When I was in Grade Five, my mom said to me, "You and your sister can stay home this morning from school if you want."
I was confused. It was a Friday morning, and I felt fine. So did my sister. So I asked why.
Mom explained that there was going to be a news special on TV -- that they were going to launch a rocket into space. It was going to be the first one of its kind -- it would go up like a rocket and come down like an airplane -- and Mom felt it was important that I watch a part of history.
It was April 10, 1981, and Columbia was sitting on the launch pad at the Kennedy Space Center. The mission was called STS-1. Krista and I stayed home and watched...and waited...and watched.
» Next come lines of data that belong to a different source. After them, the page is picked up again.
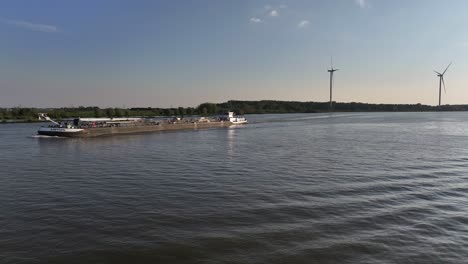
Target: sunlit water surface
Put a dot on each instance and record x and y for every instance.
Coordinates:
(303, 188)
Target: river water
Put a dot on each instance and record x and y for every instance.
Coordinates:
(301, 188)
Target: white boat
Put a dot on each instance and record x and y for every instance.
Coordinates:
(236, 120)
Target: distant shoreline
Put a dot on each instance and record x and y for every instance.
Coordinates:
(27, 115)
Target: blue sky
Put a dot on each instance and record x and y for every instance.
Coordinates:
(170, 53)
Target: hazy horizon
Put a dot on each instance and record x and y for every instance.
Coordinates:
(178, 53)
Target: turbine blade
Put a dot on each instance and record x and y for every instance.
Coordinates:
(446, 68)
(445, 91)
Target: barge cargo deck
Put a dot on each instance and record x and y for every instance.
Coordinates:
(96, 127)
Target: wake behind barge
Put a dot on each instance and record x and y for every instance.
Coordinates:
(95, 127)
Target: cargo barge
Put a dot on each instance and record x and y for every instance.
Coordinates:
(95, 127)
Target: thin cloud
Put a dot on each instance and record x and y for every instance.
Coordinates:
(303, 24)
(256, 20)
(361, 3)
(33, 26)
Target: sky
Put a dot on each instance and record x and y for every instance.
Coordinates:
(149, 53)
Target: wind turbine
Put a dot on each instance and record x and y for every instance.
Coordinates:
(331, 71)
(441, 81)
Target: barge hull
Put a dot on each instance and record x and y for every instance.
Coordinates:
(110, 131)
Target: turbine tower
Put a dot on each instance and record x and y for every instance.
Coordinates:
(441, 81)
(331, 71)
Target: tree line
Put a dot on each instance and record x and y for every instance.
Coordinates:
(240, 107)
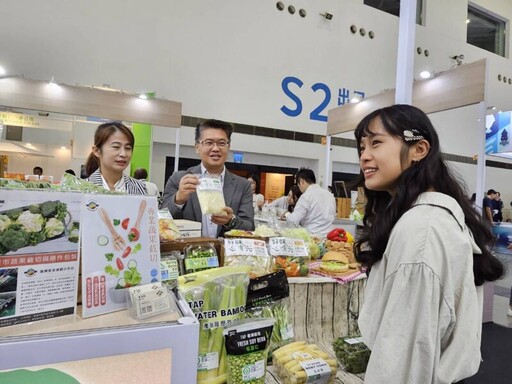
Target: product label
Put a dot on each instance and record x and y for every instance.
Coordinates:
(169, 269)
(355, 340)
(207, 361)
(210, 184)
(286, 332)
(285, 246)
(245, 247)
(201, 262)
(253, 371)
(317, 371)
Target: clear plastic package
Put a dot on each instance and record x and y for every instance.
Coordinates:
(199, 257)
(352, 353)
(210, 195)
(149, 300)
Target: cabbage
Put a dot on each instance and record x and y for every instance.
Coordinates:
(31, 222)
(54, 227)
(4, 222)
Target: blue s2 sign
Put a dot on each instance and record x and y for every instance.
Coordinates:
(291, 82)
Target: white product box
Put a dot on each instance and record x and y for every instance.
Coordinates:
(188, 228)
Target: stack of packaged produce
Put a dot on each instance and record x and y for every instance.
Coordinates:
(268, 297)
(299, 362)
(217, 297)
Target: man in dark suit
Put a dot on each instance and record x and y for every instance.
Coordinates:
(212, 139)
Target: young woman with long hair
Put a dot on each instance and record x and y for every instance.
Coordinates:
(427, 252)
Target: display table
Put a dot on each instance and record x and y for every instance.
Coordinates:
(71, 344)
(323, 310)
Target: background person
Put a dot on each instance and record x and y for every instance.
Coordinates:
(316, 208)
(428, 254)
(497, 207)
(38, 171)
(111, 154)
(142, 174)
(257, 198)
(487, 206)
(212, 145)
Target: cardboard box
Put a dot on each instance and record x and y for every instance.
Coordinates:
(188, 228)
(343, 207)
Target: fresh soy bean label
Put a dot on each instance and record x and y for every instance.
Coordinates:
(247, 347)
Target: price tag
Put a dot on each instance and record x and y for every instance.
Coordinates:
(355, 340)
(317, 371)
(286, 246)
(207, 361)
(210, 184)
(245, 247)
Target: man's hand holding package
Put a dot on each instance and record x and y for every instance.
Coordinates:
(188, 185)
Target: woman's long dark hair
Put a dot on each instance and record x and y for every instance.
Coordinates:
(383, 211)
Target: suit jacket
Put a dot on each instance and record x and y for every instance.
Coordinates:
(237, 195)
(133, 186)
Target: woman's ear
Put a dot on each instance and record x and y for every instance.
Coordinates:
(96, 151)
(420, 150)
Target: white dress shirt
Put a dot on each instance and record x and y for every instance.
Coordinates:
(315, 210)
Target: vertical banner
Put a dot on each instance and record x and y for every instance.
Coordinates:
(120, 249)
(38, 255)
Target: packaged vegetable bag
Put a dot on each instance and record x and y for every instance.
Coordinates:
(210, 195)
(268, 297)
(247, 350)
(217, 297)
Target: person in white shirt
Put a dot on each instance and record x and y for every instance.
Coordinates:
(316, 208)
(142, 174)
(427, 253)
(257, 198)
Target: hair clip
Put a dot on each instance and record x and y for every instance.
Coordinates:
(412, 135)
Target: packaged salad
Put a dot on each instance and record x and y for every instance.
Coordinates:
(251, 252)
(247, 350)
(217, 297)
(210, 195)
(268, 296)
(290, 255)
(199, 257)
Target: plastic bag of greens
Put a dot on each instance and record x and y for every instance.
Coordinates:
(247, 350)
(248, 251)
(210, 195)
(217, 297)
(268, 296)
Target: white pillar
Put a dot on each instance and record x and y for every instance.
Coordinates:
(177, 149)
(405, 55)
(328, 174)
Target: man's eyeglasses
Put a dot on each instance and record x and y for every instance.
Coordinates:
(209, 144)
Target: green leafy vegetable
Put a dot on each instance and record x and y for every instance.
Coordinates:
(54, 227)
(111, 271)
(132, 277)
(137, 248)
(14, 238)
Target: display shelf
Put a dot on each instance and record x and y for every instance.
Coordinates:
(323, 310)
(72, 339)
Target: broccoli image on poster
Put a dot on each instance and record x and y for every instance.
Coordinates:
(31, 225)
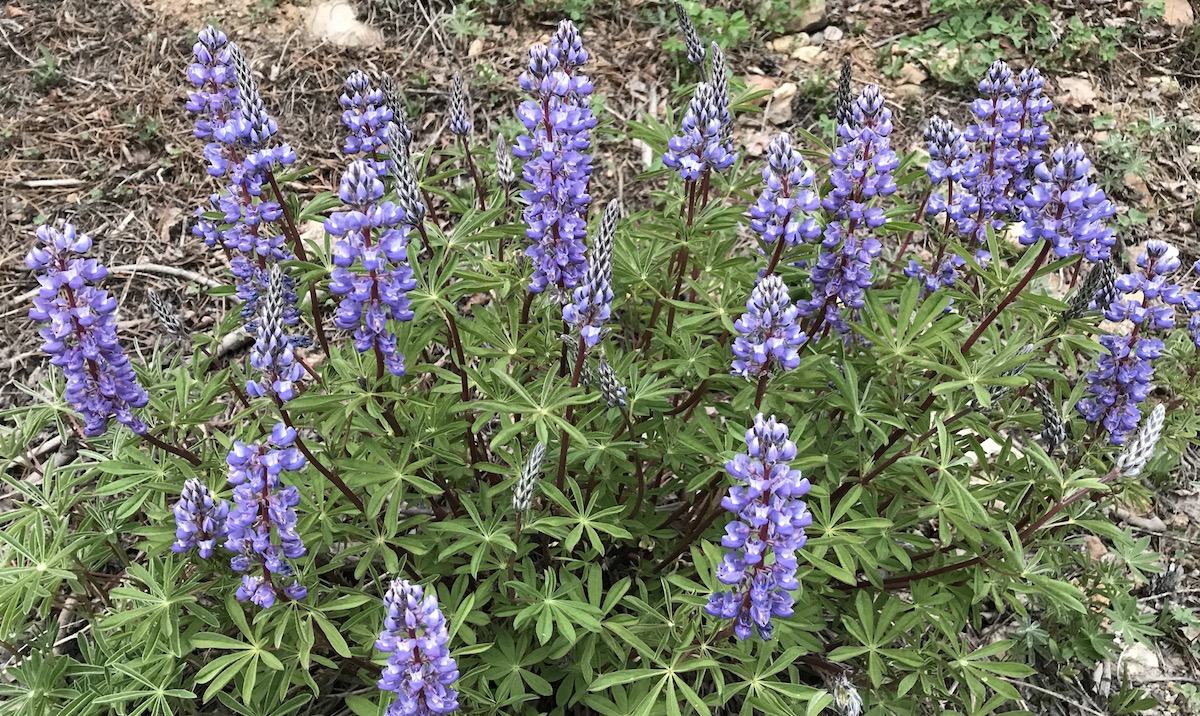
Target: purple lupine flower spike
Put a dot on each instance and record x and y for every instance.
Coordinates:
(768, 530)
(557, 164)
(262, 525)
(366, 114)
(784, 210)
(768, 332)
(700, 145)
(199, 519)
(81, 331)
(593, 298)
(863, 166)
(948, 151)
(420, 671)
(274, 352)
(460, 108)
(1067, 210)
(1123, 372)
(371, 263)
Well, I learned a new word that day: "scrubbed." The launch was postponed for the rest of the day due to some sort of computer problem, so Krista and I headed off to school, getting there about halfway through the morning.
When I told Miss White why I was late, she snapped, "Well, I could have told you this morning it wasn't going to go."
Everything about that day is burned into my memory. I settled into my seat feeling chastised and disappointed, but at that moment, the launch of that rocket ship became personal. It had to fly.
I spent the rest of Friday and all of Saturday asking my mother if she knew when the rocket was going to go. And on Sunday morning, April 12, 1981, at 8:00 AM AST, I was firmly parked in front of the television when Columbia's engines lit and that beautiful white bird rose from the launch pad. I couldn't breathe -- I have tears in my eyes right now, just thinking about it. I watched until we couldn't see her anymore, and then I immediately wanted to watch it again.
(By the way -- don't be too hard on Miss White: On the following Tuesday, she rolled a television into the classroom so we could watch Columbia land successfully in California -- I wouldn't have experienced the happy ending of the mission without her.)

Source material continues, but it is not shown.